Almost exactly four years earlier, and shortly before he ordered the invasion of Serêkanyê and Girê Spî, Turkey’s President Erdoğan had held up a map of Syria in front of UN delegates, with a red line cutting off a 30km deep and 480km long strip of land along the northern border. This land, which he dubbed a “peace corridor”, is part of the Autonomous Administration of North and East Syria, and Erdoğan claimed that Turkey would turn it into a “safe zone” and use it to settle two million Syrian refugees currently in Turkey. As can be seen in the part of that strip that Turkey subsequently occupied, and also in Turkish-occupied Afrîn, life under Turkish occupation is very far from safe.
The occupied areas have been put under the day-to-day control of the Islamist militias supported by Turkey, who treat them as their own fiefdoms. Many former inhabitants have fled to escape the tyranny of the occupying forces. Those that remain are subjected to a hell on earth of extortions, kidnappings, pillage, and extreme gratuitous violence. This hasn’t prevented the forced “repatriation” of thousands of Syrian refugee families from Turkey, and Turkey has also encouraged settlement by the families of their Islamist mercenaries. Charities from Turkey’s friends in Qatar, Kuwait, Saudi Arabia and Palestine, as well as from Turkey itself, have funded settlements to help with this deliberate plan for demographic change, which has seen the Kurdish population of Afrîn drop from over 95% to less than a quarter.

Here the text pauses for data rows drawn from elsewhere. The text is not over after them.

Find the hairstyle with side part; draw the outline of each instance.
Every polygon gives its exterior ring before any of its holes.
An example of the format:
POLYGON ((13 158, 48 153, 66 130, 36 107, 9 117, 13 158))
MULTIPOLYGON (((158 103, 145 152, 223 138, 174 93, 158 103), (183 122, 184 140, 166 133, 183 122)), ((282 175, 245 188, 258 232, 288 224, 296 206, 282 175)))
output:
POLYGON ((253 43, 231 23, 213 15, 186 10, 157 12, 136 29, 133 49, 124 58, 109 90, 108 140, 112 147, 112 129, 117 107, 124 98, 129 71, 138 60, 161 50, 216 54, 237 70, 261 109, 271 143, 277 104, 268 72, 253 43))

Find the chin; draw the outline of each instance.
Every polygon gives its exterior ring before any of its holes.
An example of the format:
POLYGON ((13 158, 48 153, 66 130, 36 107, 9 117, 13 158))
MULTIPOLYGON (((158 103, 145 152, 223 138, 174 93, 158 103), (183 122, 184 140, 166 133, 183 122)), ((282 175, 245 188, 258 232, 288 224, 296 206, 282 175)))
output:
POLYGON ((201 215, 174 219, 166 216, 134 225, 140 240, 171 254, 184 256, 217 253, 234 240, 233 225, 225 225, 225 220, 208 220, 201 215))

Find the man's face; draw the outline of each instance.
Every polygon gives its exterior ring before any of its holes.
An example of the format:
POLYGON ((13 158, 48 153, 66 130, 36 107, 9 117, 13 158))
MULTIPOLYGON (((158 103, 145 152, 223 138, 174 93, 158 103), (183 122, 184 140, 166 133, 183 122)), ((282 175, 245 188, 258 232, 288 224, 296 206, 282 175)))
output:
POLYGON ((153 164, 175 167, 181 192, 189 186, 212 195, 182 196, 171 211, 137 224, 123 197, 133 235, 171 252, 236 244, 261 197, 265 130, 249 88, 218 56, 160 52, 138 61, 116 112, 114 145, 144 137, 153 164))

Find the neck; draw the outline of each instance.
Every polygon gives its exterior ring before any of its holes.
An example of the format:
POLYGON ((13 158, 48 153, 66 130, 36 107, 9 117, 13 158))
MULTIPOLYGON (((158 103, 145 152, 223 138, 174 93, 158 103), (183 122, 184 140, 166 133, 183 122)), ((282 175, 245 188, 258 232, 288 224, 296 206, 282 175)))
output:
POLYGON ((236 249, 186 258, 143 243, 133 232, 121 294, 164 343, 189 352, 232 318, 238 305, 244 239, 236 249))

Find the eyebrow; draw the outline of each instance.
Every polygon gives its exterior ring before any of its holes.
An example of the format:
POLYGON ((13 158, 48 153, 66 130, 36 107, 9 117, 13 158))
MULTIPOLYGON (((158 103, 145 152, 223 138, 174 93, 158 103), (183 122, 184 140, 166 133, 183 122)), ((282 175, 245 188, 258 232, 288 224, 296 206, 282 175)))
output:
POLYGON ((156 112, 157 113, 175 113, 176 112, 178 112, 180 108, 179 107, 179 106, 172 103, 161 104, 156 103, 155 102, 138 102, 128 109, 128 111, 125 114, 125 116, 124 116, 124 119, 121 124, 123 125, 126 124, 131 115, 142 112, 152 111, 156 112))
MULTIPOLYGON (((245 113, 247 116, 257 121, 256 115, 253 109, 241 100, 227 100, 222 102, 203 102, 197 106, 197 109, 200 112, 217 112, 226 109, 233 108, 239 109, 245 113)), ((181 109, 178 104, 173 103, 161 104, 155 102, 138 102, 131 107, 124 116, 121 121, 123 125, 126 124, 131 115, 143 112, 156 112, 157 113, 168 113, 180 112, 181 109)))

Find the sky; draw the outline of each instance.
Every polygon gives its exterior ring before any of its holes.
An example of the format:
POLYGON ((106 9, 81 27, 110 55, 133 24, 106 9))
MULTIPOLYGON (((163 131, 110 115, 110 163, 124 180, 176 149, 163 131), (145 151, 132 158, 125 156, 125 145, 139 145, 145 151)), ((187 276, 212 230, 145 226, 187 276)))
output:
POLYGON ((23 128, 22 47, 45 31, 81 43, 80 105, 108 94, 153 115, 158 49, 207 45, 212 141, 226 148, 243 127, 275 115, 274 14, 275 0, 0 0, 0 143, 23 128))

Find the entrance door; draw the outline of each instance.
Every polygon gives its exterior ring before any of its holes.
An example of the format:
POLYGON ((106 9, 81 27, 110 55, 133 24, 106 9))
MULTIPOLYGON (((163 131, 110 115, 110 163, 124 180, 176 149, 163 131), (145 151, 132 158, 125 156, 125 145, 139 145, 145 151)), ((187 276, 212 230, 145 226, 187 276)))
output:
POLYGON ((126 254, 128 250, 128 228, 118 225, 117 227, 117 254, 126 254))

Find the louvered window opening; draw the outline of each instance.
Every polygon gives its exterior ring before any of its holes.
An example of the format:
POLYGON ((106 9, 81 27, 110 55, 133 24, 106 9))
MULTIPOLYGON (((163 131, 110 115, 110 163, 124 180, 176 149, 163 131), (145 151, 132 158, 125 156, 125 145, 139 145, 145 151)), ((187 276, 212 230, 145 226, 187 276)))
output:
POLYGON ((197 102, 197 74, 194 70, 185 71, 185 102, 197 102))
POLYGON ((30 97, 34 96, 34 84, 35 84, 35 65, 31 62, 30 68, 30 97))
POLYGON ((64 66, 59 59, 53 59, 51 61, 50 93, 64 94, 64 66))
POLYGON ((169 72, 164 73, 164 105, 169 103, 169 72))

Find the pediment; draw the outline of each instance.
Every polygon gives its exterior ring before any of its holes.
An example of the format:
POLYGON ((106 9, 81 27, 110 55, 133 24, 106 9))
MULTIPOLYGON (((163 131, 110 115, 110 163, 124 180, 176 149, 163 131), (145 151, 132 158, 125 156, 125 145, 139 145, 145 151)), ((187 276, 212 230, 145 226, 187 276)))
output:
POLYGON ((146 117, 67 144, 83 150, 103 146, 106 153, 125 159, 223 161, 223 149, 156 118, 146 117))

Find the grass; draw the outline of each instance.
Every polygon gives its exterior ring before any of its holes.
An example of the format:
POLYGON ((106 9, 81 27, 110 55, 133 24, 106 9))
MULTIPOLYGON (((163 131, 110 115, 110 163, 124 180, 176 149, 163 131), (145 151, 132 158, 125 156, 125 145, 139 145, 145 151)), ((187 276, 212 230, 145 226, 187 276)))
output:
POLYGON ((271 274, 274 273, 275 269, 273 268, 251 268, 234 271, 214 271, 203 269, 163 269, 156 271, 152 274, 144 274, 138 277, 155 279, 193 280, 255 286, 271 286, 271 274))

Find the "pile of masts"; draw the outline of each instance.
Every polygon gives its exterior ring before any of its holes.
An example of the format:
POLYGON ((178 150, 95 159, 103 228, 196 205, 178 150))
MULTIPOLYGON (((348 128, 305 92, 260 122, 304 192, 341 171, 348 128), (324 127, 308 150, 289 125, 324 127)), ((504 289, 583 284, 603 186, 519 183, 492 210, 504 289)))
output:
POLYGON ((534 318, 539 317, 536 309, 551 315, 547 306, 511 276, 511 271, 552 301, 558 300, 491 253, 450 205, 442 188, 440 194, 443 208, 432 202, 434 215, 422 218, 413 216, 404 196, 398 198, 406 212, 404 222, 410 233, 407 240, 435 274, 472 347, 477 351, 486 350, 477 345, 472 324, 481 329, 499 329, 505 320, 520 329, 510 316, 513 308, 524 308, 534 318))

Linking all these examples is the support of the United States and its friends. America bankrolls Israel – and could withdraw vital support tomorrow if they wanted – as well as vetoing all criticism of Israel in the UN Security Council. And America has always supported their NATO ally Turkey against the PKK, and turned a blind eye to their attacks on the Kurdish population in general. Despite partnering with North and East Syria’s Syrian Democratic Forces (SDF) in the fight against ISIS, the United States has allowed Turkey to attack North and East Syria with impunity.
Turkey’s attacks against the Kurds have not reached the horrific intensity of the genocide in Gaza, but every atrocity that the world allows to happen in one place emboldens the perpetrators of attacks in others.